For me it depends a bit on how accurate the romance is purporting to be. If it’s outright just enjoyable fluff I allow more leeway, if it’s touting itself as a serious, well researched piece, it better be be pretty accurate.
I can overlook some mistakes if they are minor (or just because no one wants to read about pre-modern dentistry) but if something is just factually wrong and a big part of the story I can’t get past it. This would include ignoring or changing major laws of the time or getting major historical facts wrong.
Regarding historical romance characters whose authentic lives seem to go against the laws, or the stereotypical roles of men and women at the time such as strongly feminist female characters, LGBT characters etc, I can believe they get their happily ever after if they are in a wealthy and privileged enough group.
I can think of historical examples of LGBT people who led open and pretty happy lives because they had the wealth, position and influence to do so. Whether it’s Monsieur, Louis XIV’s brother (who still had his political marriages, one a happy one) but openly dressed as he chose and had relationships and love affairs with other men or Kings and Queens of England who had their same sex lovers and favorites they were above the laws that ruled “lesser” people’s lives.
I can easily imagine a wealthy aristocrat or even a wealthy merchant class man carving out the life he wanted with his chosen lover. Bachelorhood is always something that was more respected than “spinsterhood”. The man is always the “catch” and those that didn’t marry simply avoided the “noose” of marriage. If a wealthy guy doesn’t need to provide an heir to carry on a title or dynasty he can spend his life as he chooses with whom he chooses.

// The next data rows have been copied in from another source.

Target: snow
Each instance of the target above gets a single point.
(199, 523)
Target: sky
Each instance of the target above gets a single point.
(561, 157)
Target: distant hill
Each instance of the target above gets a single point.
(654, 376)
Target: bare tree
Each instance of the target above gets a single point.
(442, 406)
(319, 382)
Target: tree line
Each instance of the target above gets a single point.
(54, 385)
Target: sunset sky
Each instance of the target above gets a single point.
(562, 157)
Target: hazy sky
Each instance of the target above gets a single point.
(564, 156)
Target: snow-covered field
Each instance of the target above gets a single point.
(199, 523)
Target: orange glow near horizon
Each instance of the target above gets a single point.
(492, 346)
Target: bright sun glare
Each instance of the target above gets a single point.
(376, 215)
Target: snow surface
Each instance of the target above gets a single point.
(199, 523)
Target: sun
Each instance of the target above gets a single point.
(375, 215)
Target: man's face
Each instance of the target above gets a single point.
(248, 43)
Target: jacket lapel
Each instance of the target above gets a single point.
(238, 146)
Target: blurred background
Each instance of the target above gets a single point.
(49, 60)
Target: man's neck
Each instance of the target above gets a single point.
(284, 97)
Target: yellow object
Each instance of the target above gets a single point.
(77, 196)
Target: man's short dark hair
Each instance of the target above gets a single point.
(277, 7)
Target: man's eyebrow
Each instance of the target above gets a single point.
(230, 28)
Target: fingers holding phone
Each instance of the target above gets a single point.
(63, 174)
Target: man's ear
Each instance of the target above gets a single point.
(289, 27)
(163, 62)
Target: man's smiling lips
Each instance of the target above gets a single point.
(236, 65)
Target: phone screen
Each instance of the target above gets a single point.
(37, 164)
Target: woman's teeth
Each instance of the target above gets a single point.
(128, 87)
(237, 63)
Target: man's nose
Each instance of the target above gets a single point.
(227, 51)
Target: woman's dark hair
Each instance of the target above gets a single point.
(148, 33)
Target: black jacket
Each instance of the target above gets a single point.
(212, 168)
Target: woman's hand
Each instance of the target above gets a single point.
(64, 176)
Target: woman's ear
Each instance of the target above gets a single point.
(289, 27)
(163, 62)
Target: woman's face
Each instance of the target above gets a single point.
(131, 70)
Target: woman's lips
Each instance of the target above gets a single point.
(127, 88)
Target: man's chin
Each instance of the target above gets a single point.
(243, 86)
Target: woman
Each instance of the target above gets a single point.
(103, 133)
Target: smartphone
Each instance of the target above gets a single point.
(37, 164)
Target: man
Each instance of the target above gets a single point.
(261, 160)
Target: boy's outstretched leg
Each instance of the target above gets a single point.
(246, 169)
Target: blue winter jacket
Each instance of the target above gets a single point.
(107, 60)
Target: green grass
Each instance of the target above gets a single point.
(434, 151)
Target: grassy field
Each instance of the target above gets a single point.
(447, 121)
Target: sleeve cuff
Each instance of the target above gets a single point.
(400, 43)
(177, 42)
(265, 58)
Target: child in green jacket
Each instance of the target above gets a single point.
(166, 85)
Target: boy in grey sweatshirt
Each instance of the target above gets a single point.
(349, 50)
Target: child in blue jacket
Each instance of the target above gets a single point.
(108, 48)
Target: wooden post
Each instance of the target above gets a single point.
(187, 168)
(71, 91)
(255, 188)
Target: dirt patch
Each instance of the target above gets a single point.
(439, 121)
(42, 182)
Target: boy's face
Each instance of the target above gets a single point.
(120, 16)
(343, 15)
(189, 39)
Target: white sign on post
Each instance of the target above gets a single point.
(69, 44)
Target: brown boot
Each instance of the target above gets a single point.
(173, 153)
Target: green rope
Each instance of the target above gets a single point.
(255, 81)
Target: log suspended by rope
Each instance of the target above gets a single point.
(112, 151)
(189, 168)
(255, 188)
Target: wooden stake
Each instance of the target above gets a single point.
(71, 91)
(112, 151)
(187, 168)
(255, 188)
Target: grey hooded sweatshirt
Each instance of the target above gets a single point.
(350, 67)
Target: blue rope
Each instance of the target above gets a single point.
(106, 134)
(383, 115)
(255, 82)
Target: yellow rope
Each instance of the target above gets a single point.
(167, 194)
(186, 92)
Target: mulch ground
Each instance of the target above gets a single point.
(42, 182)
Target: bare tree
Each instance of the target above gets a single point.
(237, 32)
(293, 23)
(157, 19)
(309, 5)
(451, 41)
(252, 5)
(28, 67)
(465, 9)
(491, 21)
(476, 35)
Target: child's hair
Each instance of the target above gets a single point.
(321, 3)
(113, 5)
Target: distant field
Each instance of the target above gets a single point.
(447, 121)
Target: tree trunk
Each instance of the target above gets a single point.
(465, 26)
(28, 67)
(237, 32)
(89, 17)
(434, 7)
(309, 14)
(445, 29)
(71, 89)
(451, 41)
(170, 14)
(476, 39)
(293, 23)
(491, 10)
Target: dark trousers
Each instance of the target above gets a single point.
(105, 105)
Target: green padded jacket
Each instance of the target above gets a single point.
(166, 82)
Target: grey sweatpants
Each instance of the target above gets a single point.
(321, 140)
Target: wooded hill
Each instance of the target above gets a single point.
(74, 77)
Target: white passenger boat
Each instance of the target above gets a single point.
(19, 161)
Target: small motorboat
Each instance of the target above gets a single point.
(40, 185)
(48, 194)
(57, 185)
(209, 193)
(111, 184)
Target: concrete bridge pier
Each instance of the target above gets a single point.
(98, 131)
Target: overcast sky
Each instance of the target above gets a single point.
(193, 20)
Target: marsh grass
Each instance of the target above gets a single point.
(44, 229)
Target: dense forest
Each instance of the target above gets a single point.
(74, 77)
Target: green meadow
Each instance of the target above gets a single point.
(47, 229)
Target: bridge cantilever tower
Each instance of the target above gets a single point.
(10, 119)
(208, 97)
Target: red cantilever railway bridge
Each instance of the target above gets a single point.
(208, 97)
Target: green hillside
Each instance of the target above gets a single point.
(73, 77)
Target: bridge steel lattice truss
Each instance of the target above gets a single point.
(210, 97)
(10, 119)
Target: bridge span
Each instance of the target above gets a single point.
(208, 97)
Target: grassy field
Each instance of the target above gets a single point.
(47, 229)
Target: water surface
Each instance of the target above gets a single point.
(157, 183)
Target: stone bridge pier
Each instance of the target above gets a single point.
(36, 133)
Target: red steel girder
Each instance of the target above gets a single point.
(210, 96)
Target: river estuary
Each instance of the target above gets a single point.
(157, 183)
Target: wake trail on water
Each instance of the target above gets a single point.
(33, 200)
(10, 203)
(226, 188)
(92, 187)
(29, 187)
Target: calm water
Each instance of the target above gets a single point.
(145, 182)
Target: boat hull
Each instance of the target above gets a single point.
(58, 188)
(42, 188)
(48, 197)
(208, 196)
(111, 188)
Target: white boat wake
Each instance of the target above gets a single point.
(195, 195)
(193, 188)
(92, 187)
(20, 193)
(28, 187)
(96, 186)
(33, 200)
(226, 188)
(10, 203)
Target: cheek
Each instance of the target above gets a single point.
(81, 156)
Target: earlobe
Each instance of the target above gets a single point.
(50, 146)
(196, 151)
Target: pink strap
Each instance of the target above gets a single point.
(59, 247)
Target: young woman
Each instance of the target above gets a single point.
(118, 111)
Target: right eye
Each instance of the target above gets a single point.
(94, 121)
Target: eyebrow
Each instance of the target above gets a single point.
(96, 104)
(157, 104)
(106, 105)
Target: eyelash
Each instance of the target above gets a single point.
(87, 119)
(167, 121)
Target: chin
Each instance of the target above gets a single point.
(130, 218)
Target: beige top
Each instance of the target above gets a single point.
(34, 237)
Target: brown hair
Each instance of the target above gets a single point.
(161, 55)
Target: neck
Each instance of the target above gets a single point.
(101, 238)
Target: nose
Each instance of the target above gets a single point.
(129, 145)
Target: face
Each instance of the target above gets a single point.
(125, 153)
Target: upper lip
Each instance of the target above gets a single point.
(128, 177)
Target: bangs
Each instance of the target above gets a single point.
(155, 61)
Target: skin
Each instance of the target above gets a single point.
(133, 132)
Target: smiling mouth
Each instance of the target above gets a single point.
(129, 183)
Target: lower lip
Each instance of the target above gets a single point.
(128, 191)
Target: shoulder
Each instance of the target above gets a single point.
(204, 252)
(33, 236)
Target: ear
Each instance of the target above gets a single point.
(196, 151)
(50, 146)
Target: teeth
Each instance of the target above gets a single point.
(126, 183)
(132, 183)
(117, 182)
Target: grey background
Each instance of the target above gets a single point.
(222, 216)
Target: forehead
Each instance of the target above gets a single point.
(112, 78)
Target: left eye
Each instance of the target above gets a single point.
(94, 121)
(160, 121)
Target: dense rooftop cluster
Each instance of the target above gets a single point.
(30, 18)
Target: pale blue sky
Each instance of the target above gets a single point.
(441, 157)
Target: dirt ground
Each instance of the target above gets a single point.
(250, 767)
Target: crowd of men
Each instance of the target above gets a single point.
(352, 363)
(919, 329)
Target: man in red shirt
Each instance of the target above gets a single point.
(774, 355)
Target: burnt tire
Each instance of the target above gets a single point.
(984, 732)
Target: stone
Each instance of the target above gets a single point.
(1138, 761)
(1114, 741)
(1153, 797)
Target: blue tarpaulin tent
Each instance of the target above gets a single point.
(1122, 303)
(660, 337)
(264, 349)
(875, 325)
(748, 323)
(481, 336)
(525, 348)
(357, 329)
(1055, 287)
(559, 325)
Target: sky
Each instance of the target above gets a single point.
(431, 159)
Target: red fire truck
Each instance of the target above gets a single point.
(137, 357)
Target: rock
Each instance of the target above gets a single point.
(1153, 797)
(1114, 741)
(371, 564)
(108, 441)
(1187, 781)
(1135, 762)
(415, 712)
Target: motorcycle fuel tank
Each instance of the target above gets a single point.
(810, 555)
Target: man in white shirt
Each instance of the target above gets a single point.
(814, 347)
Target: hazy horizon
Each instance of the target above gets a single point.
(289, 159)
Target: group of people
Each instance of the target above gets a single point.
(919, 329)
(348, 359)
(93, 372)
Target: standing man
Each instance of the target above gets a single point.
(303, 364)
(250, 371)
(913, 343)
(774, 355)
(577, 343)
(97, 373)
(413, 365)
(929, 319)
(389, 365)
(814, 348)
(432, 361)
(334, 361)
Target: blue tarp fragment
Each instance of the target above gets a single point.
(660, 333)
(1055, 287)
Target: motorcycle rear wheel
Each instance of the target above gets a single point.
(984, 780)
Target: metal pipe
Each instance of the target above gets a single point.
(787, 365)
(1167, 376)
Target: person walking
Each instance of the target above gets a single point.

To a lesser degree wealthy women had some leeway as well. If they weren’t so wealthy and connected they needed to make a great marriage and had enough money to live on, or were wealthy widows etc, they could set themselves up in a comfortable household with the companion of their choice. In “Possession” by A.S. Byatt, the poet Christabel LaMott has enough family money to set up a household rescuing poor governess Blanche and 20th century scholars studying LaMott’s work with modern eyes, realize it was a romantic relationship.
To be outside the “norm” whether it’s Mary Wollstonecraft or Lord Byron or Lady Catherine Jones means you have to have some money, friends and a certain level in society in order to break rules others have to follow.